チェーンソーで抉られた腹部からは生々しい血の他に、由麻を構成していた身体の中身が見えている。それらもいずれ死んでいくだろう。彼女の身体は土に還るのだろうか。魂はどこへ導かれるのか。
「……私は、由麻と一緒に生きるよ。いつまでも由麻の隣にいる」
那智は震える口を大きく開き、開かれた穴へと喰らいついた。
***
選んだのは大きめサイズのパーカー。ポケットにはチョコレートバー。那智の新たな門出に必要な荷物はそれだけでいい。
背負うものは何もない。朽ちかけた踏切を前にしてセンチメンタルな気分になることもなかった。空は続いている。踏切の手前も向こうも、広がっているのは荒廃した大地だけ。だけど踏み越えたらもう二度とは戻らないし、戻りたいとも願わないだろう。もう未練も迷いも残っていない。
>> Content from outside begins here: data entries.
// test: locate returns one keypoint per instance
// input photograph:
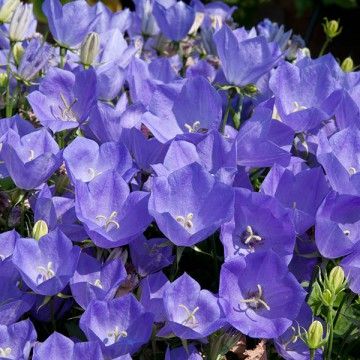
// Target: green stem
(226, 115)
(330, 322)
(312, 354)
(62, 56)
(324, 47)
(8, 100)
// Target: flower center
(117, 334)
(190, 319)
(186, 221)
(46, 273)
(298, 107)
(250, 237)
(256, 299)
(108, 222)
(195, 127)
(98, 283)
(5, 352)
(352, 170)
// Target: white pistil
(186, 221)
(191, 319)
(298, 107)
(117, 334)
(67, 112)
(352, 170)
(98, 284)
(5, 352)
(256, 300)
(251, 236)
(195, 127)
(32, 155)
(108, 221)
(46, 272)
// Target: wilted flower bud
(315, 335)
(336, 280)
(331, 28)
(20, 22)
(8, 9)
(90, 49)
(347, 65)
(18, 52)
(40, 229)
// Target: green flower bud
(331, 28)
(347, 65)
(315, 334)
(7, 10)
(336, 281)
(3, 79)
(89, 48)
(39, 230)
(18, 52)
(20, 22)
(327, 297)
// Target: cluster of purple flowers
(131, 138)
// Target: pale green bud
(18, 52)
(90, 49)
(327, 297)
(20, 22)
(40, 229)
(347, 65)
(336, 281)
(315, 335)
(331, 28)
(8, 9)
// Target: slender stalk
(324, 47)
(226, 115)
(330, 322)
(62, 56)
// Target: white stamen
(195, 127)
(46, 272)
(191, 319)
(108, 221)
(186, 221)
(256, 300)
(117, 334)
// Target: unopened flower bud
(315, 335)
(20, 22)
(18, 52)
(3, 79)
(327, 297)
(40, 229)
(7, 10)
(336, 280)
(331, 28)
(90, 49)
(347, 65)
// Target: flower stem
(324, 47)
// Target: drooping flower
(191, 313)
(181, 204)
(46, 265)
(112, 216)
(31, 159)
(93, 280)
(64, 99)
(120, 325)
(261, 298)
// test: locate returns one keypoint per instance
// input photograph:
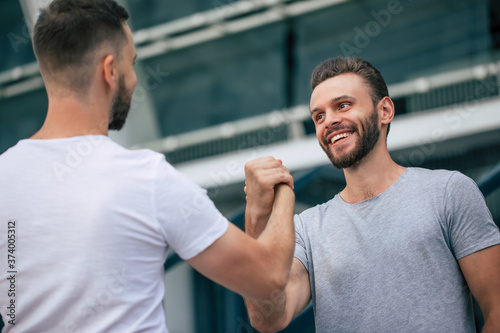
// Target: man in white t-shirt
(89, 223)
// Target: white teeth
(340, 136)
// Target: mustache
(336, 128)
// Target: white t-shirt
(90, 223)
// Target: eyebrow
(335, 100)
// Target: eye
(319, 117)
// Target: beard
(364, 144)
(120, 106)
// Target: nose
(332, 119)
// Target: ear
(110, 73)
(385, 109)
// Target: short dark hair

那智はチョコレートバーの銀紙を剥いて、そのまま一口かぶりついた。口いっぱいに広がる甘ったるさは一際強烈だ。
「……一人で食べるには甘すぎるな」
那智はしかめっ面で呟いた。
履き潰したスニーカーで踏み出せば、そこは確かに檻の外になる。やりたいことは漠然としている。未来のビジョンが固まっているわけでもなく、定まった道を選んだわけでもない。ただこの世界に生きる一人の人間として、那智は生きていくことを選んだ。トウキョウを出るのはその小さな選択のひとつめに過ぎない。
「由麻。私は好きなところへ飛んでいくよ。君と一緒に、君に見せたい場所まで」
最初はチョコレートバーの製造工場なんてどうだろう、と嘯いて、那智はからからと笑った。